Non-asymptotic gap: When \(N > 1\) and \(\delta \not\to 0\), a gap between the upper and lower bounds remains for arms in \(\mathcal{I}\), stemming from exploration costs that cannot be fully eliminated; closing this gap remains an open problem.
Uniform threshold assumption: All constraint thresholds are assumed to be \(\frac{1}{2}\); while different thresholds can be handled via rescaling, a more general non-uniform threshold setting would be more natural.
Strong distributional assumptions: The 1-sub-Gaussian assumption is required; extending results to heavy-tailed or nonparametric distributions requires additional work.
Limited experimental scale: Synthetic experiments use \(K=5\), which is relatively small; although scalability experiments extend to 64, validation in very large-scale settings is lacking.
Constraint correlations not exploited: Constraints are tested independently; statistical correlations among constraints are not taken into account.
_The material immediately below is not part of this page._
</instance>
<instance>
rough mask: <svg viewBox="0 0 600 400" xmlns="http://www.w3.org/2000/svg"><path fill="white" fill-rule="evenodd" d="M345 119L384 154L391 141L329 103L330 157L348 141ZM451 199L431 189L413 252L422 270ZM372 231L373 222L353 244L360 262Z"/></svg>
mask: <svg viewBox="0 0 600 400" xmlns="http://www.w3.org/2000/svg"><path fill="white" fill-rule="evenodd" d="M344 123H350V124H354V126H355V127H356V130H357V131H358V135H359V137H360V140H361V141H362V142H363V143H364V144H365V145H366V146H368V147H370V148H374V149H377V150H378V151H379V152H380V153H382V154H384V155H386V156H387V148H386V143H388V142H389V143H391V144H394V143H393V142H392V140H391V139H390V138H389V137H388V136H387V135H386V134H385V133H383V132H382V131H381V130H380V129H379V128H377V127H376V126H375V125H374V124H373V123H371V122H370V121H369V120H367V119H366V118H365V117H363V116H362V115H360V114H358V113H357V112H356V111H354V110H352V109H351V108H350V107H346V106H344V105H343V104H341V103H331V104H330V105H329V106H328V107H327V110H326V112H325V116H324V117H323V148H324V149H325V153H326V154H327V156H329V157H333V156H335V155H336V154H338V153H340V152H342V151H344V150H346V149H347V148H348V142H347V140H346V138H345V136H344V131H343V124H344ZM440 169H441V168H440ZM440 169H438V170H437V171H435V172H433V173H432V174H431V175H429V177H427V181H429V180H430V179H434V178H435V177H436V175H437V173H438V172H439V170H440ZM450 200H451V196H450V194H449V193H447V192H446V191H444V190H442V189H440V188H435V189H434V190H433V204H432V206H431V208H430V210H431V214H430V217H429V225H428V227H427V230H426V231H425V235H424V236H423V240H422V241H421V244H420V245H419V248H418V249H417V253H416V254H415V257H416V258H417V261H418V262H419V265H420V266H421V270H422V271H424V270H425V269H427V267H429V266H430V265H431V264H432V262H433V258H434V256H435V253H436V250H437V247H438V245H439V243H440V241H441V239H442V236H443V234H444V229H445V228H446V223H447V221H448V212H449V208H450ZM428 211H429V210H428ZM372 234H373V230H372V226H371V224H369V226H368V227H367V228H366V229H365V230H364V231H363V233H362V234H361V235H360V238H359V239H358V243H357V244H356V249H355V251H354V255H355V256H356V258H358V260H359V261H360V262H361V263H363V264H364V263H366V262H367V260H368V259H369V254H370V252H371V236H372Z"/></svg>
LUCB algorithm (Kalyanakrishnan et al. 2012): Provides the foundation for the sampling strategy in the main loop.
Thresholding bandits (Locatelli et al. 2016): Identify all arms whose means exceed a threshold; the present work requires only one violated constraint to declare infeasibility.
Good Arm Identification (Kano et al. 2019): Inspires the constraint selection strategy in SAMPLE-FEASIBILITY.
Bayesian constrained optimization (Gardner et al. 2014): Also allows separate evaluation of objectives and constraints, but addresses continuous search spaces rather than the \(K\)-armed setting.
Broader implications: The idea of separating tests can be extended to multi-stage clinical trials (safety screening followed by efficacy testing), multi-objective A/B testing, and other sequential decision-making scenarios.

Rating¶

⭐⭐⭐⭐ (4/5)

Strengths: Novel and practically motivated problem formulation, complete theoretical results (asymptotically matching upper and lower bounds), and an elegant adaptive dual-elimination mechanism.

Weaknesses: Limited experimental scale, the sub-Gaussian assumption restricts applicability, and optimality in the non-asymptotic regime remains an open problem.